A lo largo de nuestra vida, esta curiosidad va mermando y nos quedamos con las simples ganas ya que al crecer nuestras responsabilidades suelen aumentar, en la mayoría de los casos nos creemos incapaces de aprender a tocar estos instrumentos, pero ¿Qué pasa si ese obstáculo es físico y aun si lo superas? Ese es el caso que aprenderemos esta vez, la vida de Tony Meléndez, un hombre de la ciudad de Nicaragua, actualmente residenciado en la ciudad de Nueva York, quien nación sin brazos debido a que su madre fue diagnosticado de una enfermedad, como otros niños con dificultades motoras sus padres se preocuparon por suplir esta dificultad, su infancia transcurrió de médicos en médicos hasta que encontró unos brazos metálicos, a la edad de los 10 años. Estos brazos los uso por poco tiempo ya que indico que no se sentía útil ni cómodo, por consiguiente el abandono.

Su padre, al igual que el un hombre nicaragüense fue quien dicto sus primeras lecciones de guitarra, y siempre tuvo el lema con su hijo “no te sientas diferente por no tener brazos”, Tony adopto una curiosidad por la guitarra, los primeros años fueron duros ya que el tocaba con sus pies, practicaba 7 horas diarias, a veces hasta 10 hasta que ¡lo logro!

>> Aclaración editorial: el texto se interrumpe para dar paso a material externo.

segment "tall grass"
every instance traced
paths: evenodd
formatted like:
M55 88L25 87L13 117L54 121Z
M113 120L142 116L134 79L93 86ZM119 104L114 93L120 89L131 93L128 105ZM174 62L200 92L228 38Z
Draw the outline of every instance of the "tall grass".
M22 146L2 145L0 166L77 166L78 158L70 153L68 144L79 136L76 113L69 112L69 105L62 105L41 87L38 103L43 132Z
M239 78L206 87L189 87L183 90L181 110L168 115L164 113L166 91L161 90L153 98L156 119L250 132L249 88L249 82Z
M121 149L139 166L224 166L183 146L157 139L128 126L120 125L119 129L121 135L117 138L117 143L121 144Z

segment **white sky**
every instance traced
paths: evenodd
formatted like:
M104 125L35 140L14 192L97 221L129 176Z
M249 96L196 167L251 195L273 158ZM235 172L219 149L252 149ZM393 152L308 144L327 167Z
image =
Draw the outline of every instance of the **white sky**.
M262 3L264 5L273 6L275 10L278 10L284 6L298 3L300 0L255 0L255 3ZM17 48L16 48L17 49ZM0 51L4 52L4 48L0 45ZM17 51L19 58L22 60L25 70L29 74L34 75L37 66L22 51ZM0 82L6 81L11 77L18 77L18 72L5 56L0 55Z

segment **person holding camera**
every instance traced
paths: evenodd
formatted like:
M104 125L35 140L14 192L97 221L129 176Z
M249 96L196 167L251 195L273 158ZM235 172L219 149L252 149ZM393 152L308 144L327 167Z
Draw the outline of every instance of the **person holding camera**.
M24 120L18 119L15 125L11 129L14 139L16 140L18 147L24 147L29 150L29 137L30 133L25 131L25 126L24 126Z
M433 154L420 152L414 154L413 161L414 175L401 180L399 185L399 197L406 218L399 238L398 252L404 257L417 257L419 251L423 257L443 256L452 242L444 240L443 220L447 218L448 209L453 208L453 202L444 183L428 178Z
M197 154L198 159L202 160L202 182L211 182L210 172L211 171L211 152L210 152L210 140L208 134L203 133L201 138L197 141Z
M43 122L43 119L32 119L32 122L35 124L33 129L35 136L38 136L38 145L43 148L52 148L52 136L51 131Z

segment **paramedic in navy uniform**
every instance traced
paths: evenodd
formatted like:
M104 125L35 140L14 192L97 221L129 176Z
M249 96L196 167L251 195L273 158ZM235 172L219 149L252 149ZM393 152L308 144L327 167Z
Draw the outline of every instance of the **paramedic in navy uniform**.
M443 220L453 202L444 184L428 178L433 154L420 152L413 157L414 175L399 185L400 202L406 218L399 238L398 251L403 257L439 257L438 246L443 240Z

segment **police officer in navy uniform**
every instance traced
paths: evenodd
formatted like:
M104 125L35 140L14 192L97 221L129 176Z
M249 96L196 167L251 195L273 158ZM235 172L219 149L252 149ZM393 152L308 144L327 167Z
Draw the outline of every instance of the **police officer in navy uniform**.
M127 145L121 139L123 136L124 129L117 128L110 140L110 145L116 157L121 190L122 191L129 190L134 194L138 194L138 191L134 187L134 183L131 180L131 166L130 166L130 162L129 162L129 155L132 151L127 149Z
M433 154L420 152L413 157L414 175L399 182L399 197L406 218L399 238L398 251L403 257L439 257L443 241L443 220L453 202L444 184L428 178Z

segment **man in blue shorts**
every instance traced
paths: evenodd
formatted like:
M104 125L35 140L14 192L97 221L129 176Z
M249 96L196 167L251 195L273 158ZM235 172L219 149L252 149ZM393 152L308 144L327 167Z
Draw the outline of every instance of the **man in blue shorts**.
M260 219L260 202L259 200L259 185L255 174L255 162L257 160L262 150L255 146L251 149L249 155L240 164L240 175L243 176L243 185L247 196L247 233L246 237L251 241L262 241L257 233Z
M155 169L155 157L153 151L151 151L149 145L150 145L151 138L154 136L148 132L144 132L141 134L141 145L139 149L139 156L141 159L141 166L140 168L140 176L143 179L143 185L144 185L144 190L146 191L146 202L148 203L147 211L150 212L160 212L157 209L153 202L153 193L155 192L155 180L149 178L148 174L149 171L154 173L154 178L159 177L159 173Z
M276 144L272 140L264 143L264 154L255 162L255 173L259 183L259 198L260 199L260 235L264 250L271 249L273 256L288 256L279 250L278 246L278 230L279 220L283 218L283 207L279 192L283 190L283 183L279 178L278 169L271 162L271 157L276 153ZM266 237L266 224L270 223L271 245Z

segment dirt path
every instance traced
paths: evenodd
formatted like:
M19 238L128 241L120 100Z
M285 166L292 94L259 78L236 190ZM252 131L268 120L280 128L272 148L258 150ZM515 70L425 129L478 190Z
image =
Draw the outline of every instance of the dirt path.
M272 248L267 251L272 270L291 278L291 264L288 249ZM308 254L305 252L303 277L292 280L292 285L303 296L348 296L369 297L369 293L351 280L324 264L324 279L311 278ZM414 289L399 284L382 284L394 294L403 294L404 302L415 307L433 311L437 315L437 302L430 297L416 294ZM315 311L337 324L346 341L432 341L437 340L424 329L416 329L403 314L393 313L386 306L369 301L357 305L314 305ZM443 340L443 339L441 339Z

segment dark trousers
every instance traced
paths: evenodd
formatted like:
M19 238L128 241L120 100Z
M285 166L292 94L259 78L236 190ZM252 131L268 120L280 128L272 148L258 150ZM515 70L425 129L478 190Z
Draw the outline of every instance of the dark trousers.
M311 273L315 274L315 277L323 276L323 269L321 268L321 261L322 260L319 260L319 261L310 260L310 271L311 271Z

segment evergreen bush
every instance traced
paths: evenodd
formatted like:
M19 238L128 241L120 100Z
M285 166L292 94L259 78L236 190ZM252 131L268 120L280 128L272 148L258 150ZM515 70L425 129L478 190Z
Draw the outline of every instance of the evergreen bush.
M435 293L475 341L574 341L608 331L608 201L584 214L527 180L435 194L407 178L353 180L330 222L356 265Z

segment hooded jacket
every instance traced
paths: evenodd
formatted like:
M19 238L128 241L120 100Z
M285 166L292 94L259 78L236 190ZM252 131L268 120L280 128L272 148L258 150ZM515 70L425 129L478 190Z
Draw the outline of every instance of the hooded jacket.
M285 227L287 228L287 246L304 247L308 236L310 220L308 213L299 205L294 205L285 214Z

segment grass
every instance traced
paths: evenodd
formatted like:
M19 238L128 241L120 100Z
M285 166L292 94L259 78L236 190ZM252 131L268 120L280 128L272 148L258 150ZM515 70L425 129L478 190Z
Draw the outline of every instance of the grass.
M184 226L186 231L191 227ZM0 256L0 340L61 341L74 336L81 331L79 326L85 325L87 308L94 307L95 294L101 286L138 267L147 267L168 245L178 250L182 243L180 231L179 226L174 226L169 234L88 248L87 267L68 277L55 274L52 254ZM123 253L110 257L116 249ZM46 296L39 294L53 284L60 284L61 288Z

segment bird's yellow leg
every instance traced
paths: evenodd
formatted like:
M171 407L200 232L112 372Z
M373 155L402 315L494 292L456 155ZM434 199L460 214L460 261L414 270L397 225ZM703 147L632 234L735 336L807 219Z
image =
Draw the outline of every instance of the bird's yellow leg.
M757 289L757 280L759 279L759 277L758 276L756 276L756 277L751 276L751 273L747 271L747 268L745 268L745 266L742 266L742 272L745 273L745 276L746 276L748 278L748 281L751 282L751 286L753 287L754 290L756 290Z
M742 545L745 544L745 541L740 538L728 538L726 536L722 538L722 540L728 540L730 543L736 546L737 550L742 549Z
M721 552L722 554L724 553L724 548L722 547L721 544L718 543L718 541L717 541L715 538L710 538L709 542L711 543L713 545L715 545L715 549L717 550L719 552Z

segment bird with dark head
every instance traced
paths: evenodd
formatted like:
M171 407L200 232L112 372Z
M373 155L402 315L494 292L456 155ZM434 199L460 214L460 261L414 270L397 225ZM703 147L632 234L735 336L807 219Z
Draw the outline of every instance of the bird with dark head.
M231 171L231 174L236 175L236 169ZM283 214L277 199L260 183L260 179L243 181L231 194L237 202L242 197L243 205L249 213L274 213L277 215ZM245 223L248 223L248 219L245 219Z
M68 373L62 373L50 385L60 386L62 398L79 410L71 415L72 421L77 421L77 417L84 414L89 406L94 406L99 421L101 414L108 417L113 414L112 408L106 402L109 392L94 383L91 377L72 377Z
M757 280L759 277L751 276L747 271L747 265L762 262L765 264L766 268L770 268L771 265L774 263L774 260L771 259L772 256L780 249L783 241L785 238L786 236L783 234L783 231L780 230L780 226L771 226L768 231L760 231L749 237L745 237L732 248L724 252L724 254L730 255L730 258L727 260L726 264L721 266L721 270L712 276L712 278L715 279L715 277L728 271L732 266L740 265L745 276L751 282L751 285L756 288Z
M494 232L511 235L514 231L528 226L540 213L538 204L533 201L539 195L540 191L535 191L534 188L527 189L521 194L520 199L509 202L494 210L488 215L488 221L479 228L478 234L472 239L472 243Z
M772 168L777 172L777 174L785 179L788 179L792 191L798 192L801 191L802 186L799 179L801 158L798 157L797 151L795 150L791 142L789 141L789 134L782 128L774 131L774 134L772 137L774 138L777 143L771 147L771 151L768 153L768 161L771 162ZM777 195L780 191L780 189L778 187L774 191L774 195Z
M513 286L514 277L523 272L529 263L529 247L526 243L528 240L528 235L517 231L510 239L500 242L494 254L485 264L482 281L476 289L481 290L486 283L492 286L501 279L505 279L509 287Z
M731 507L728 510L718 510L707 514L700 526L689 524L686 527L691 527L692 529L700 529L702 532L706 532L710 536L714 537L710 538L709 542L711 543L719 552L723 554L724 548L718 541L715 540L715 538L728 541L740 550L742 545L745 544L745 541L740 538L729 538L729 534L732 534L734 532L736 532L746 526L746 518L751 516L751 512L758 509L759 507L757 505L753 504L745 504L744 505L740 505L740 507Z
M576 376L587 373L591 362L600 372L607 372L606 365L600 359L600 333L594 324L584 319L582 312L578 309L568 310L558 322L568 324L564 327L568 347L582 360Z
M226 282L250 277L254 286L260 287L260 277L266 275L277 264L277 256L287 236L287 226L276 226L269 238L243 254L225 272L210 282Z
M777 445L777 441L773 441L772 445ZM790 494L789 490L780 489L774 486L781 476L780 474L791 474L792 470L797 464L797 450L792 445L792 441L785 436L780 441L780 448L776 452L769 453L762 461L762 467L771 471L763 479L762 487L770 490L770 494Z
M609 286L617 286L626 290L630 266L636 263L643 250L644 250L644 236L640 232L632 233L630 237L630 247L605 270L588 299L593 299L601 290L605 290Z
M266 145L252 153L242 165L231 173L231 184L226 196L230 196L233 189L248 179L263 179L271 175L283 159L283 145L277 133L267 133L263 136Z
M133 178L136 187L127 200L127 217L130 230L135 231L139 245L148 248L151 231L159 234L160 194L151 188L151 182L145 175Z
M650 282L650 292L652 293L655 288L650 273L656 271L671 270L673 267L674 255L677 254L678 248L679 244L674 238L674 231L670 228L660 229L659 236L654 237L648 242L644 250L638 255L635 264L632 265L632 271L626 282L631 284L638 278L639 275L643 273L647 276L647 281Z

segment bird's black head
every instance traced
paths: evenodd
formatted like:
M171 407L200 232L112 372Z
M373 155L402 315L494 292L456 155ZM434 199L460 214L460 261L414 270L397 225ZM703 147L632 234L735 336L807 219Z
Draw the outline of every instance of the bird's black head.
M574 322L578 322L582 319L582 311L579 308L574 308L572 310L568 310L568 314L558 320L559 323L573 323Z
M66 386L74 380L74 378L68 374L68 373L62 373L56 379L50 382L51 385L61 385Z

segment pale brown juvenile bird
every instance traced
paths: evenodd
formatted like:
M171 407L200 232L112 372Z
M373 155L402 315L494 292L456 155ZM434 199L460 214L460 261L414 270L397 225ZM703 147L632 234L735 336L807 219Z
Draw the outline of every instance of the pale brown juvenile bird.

Fue así con este joven sin brazos, el día de hoy es un exitoso cantante, compositor y músico, a recorrido todas las ciudades de los Estados Unidos y visitado más de 16 países, su música su ejemplo de vida, su superación ha dado ejemplo de lo que muchos de nosotros siendo completos no hemos podido alcanzar, o aun nos colocamos ese obstáculo que nos impide lograrlo.

Hoy en día Tony, reside en los Estados Unidos, es un padre de dos hijos, vive con su esposa, maneja, cocina, escribe, toca, compone solo con sus pies y aun así mantiene su familia.

Tony es un gran ejemplo de vida, de superación, da constancia de que la perseverancia en lo que queremos es lo mejor que podemos tener, es muestra de que podemos convertirnos en ese artista que llevamos dentro, ese que aun esta en ese obstáculo que tenemos, quien sabe, quizá muchos de nosotros lectores tengamos por dentro ese artista exitoso que no queremos despertar, y que aun reside escondido en lo profundo de nuestro ser. Es hora de sacarlo y darle a conocer al mundo lo increíbles que somos, perseverar es el mejor camino para tomar.